# DIY Longtail/Cargo Bike



## mplsmtb (Feb 22, 2009)

Here are some pics of a homemade longtail/cargo bike I've been working on... so far, so good.

More pics and info here.


----------



## JP (Feb 8, 2005)

Now that's cool. We're gonna need some close ups of that second top tube. How did you do that?


----------



## phil. (Aug 3, 2004)

Towards the bottom of his blog:
No rideable frames were harmed in any way...

The front half is an old 26er mtb frame that I had been using as an errand/beater bike. The back half is a 29er mtb frame that I had purchased online a couple years ago... it showed up with a bad head tube/down tube weld. When I talked to the shop about getting a new one, they told me to make the frame un-rideable and email them pics. Once they saw that I destroyed the frame, they'd send me a new one.

I cut the frame in half, and decided to keep it around in case I ever thought of a use for the frame parts. I sold the replacement frame as soon as I got it.

The two frames are held together at two attachment points: a 127.5mm spindle BB (w/ some washers) in the rear frame is bolted into the rear dropouts of the front frame. Two 3/4" pieces of 6063-T52 aluminum tubing are bolted to the rear frame (through the seat tube and seatpost) and then attach to the front frame (via half an old stem bolted to the front bike's seatpost with a 28.6-27.2 seatpost shim).

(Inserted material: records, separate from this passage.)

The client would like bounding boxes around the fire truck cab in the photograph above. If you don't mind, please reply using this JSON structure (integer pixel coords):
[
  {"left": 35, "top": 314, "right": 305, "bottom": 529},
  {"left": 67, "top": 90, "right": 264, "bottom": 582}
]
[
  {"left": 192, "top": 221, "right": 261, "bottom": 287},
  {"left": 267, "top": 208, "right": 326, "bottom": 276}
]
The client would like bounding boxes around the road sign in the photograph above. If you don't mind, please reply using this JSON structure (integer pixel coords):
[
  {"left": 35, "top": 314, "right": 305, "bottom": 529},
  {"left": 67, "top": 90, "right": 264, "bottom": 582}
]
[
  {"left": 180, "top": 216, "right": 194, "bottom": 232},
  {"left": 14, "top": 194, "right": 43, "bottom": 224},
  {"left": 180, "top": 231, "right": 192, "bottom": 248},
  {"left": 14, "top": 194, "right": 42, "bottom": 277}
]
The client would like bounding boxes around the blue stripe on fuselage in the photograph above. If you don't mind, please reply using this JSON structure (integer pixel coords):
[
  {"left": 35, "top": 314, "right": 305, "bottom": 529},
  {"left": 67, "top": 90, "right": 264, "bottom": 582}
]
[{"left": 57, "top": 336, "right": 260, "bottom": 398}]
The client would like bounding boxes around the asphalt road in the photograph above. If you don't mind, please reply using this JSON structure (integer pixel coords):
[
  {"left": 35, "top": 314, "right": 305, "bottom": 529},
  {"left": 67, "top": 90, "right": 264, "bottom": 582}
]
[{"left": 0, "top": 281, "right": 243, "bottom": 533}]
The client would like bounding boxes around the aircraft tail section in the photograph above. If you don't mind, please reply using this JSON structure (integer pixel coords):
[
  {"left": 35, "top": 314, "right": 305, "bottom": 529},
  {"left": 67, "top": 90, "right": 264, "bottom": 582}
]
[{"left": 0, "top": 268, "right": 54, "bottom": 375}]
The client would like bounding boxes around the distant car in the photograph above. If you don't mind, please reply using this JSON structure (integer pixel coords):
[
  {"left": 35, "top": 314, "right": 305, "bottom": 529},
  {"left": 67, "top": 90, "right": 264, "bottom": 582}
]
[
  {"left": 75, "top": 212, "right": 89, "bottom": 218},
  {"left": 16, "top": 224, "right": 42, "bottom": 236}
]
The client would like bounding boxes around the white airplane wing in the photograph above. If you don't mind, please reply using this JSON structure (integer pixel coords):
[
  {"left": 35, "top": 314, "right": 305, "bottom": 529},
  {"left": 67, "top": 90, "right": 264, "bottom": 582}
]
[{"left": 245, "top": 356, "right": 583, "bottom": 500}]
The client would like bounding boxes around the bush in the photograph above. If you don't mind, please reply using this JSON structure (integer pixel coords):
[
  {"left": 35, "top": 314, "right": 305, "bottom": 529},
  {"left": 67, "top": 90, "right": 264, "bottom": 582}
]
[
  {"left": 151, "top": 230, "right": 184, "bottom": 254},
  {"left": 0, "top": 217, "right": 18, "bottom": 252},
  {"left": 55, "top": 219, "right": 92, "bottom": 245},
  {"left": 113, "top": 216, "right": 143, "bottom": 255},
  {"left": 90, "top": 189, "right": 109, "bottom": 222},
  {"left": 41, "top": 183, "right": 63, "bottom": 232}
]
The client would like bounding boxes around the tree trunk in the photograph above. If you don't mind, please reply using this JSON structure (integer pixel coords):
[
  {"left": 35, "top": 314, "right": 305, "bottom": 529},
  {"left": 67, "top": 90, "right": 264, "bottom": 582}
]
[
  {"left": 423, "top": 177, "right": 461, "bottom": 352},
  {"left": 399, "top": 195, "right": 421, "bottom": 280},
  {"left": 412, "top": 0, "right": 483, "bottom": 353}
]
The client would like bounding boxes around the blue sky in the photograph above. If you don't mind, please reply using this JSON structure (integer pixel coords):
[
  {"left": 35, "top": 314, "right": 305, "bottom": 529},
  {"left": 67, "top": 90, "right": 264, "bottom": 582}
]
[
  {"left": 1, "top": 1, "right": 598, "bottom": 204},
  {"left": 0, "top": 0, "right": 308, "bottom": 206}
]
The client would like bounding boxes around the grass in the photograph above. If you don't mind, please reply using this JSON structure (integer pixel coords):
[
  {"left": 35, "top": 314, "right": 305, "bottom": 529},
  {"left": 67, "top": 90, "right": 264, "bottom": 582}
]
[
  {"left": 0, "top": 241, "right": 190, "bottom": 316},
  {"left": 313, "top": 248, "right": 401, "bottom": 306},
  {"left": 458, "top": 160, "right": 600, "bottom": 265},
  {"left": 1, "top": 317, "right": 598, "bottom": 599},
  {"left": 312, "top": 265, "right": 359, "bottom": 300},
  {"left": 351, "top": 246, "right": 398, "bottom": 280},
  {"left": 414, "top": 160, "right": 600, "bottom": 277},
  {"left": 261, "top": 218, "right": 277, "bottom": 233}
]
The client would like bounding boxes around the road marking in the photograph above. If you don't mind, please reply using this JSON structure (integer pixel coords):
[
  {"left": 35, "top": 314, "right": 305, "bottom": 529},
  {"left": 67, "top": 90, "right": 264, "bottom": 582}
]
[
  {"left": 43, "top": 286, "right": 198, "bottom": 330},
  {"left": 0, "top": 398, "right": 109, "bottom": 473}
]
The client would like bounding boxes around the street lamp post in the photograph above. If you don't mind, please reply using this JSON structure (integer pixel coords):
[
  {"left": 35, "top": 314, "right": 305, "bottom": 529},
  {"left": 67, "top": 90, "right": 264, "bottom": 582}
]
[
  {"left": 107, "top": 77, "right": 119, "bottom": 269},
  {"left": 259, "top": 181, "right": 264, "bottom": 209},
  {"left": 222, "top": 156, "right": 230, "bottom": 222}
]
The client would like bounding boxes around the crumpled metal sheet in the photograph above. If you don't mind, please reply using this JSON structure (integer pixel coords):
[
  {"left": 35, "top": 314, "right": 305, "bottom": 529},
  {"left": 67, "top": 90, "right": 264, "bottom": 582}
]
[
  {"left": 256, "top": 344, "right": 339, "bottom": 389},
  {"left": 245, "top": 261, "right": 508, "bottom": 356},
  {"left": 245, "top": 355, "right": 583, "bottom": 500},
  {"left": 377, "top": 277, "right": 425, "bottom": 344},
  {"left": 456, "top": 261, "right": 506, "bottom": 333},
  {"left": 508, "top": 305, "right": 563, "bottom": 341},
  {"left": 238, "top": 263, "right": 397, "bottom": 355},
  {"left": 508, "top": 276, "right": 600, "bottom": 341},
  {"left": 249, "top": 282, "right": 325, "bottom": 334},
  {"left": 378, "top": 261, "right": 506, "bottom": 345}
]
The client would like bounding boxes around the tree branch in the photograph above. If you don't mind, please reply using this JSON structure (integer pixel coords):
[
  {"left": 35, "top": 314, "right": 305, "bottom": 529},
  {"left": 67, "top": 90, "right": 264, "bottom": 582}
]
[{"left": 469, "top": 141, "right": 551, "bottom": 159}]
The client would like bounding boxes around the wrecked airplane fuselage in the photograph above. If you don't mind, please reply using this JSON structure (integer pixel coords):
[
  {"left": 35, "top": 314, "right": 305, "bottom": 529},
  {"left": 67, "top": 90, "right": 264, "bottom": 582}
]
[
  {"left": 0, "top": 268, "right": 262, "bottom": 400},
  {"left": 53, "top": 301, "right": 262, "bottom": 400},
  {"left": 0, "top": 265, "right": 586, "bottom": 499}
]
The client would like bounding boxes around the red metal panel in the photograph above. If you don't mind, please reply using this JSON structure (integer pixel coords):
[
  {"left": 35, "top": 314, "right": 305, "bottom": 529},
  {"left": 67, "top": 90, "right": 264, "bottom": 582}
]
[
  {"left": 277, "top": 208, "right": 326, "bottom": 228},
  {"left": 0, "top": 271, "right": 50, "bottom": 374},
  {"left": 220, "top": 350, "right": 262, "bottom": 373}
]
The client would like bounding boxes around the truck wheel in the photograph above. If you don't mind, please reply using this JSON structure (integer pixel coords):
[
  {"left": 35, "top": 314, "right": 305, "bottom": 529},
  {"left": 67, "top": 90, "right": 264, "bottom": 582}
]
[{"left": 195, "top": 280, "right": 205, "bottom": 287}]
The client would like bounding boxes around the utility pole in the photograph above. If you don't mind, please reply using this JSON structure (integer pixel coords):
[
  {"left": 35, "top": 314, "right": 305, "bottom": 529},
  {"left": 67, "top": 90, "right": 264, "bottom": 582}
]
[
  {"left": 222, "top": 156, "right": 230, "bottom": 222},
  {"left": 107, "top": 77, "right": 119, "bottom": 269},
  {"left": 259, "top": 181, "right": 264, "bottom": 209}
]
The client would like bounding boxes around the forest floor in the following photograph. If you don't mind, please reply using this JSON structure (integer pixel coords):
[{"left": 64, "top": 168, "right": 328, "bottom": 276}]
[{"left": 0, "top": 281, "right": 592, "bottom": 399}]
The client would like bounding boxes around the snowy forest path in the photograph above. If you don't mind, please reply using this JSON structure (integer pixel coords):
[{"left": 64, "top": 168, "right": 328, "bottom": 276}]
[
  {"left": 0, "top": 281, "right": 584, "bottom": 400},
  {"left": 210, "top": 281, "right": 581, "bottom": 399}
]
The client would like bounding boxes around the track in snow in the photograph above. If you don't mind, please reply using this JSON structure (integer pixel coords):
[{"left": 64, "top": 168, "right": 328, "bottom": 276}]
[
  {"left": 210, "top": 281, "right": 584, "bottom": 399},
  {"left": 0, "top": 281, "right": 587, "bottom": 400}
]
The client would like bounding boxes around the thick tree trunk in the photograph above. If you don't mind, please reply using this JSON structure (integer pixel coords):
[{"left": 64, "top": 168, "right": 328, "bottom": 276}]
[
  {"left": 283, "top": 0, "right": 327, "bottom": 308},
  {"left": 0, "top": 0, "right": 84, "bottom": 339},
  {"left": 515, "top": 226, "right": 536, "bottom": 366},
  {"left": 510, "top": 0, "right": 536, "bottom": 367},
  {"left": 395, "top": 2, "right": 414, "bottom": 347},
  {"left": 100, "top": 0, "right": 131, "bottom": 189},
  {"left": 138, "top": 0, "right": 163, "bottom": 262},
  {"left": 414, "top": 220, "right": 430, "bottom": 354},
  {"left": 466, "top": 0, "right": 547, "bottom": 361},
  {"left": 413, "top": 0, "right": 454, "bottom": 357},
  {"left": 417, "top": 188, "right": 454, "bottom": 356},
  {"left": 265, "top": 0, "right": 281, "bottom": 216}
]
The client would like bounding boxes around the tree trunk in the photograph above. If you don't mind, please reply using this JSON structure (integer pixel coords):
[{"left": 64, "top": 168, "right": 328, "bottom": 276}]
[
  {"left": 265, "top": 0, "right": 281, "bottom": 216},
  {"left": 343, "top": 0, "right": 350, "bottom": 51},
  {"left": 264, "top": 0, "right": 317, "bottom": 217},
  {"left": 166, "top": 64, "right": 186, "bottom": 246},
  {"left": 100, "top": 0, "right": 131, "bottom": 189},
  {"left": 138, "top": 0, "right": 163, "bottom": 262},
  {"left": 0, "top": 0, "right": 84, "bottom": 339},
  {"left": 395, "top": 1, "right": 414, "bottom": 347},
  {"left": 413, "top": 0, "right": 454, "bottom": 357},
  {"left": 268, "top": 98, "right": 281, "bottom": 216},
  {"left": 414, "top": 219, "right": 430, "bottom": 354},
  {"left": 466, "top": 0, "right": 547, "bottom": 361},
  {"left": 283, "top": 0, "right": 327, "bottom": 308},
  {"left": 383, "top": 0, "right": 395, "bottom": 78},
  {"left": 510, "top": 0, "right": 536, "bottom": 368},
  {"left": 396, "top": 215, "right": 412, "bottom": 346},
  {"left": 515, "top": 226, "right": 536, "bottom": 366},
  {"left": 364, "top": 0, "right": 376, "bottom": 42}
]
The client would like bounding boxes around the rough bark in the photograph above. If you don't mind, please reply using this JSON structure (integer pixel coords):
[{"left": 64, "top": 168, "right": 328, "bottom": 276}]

The front frame doesn't have any holes drilled into it.


----------



## majura (Apr 21, 2007)

It scares me (hey, even an extracycle scares me) but definitely cool... That has to be the most creative use of a singulator!


----------



## mplsmtb (Feb 22, 2009)

*My new grocery getter...*

I'm mostly done with my DIY longtail... I think it turned out pretty well. Still some minor modifications (and maybe a rattlecan paintjob) left to go. Here are some pics.

More pics and info here.


----------



## JohnnyTooBad (Apr 5, 2004)

Turnbuckles and chains????? I guess it's all unmodified parts, so that's how it ends up. I say skip the extra seat post with the tail lights attached, and attach them to the back of the widest parts of that alum square tubing. 

Eeeenteresting.


----------



## rodar y rodar (Jul 20, 2007)

Cool! I love DIY and you`ve got a fine example of it there!


----------



## Mr. Versatile (Nov 24, 2005)

The "panniers"...are they empty cat litter containers? I'm not trying to be a smart a$$. I have 2 cats, and the litter we buy comes in plastic tubs that look like that. When emptied, they're good for an endless multitude of uses.


----------



## mplsmtb (Feb 22, 2009)

Mr. Versatile said:


> The "panniers"...are they empty cat litter containers? I'm not trying to be a smart a$$. I have 2 cats, and the litter we buy comes in plastic tubs that look like that. When emptied, they're good for an endless multitude of uses.


Yup! Old kitty litter buckets put to good use. :thumbsup:


----------



## Henry Chinaski (Feb 3, 2004)

Awesome.


----------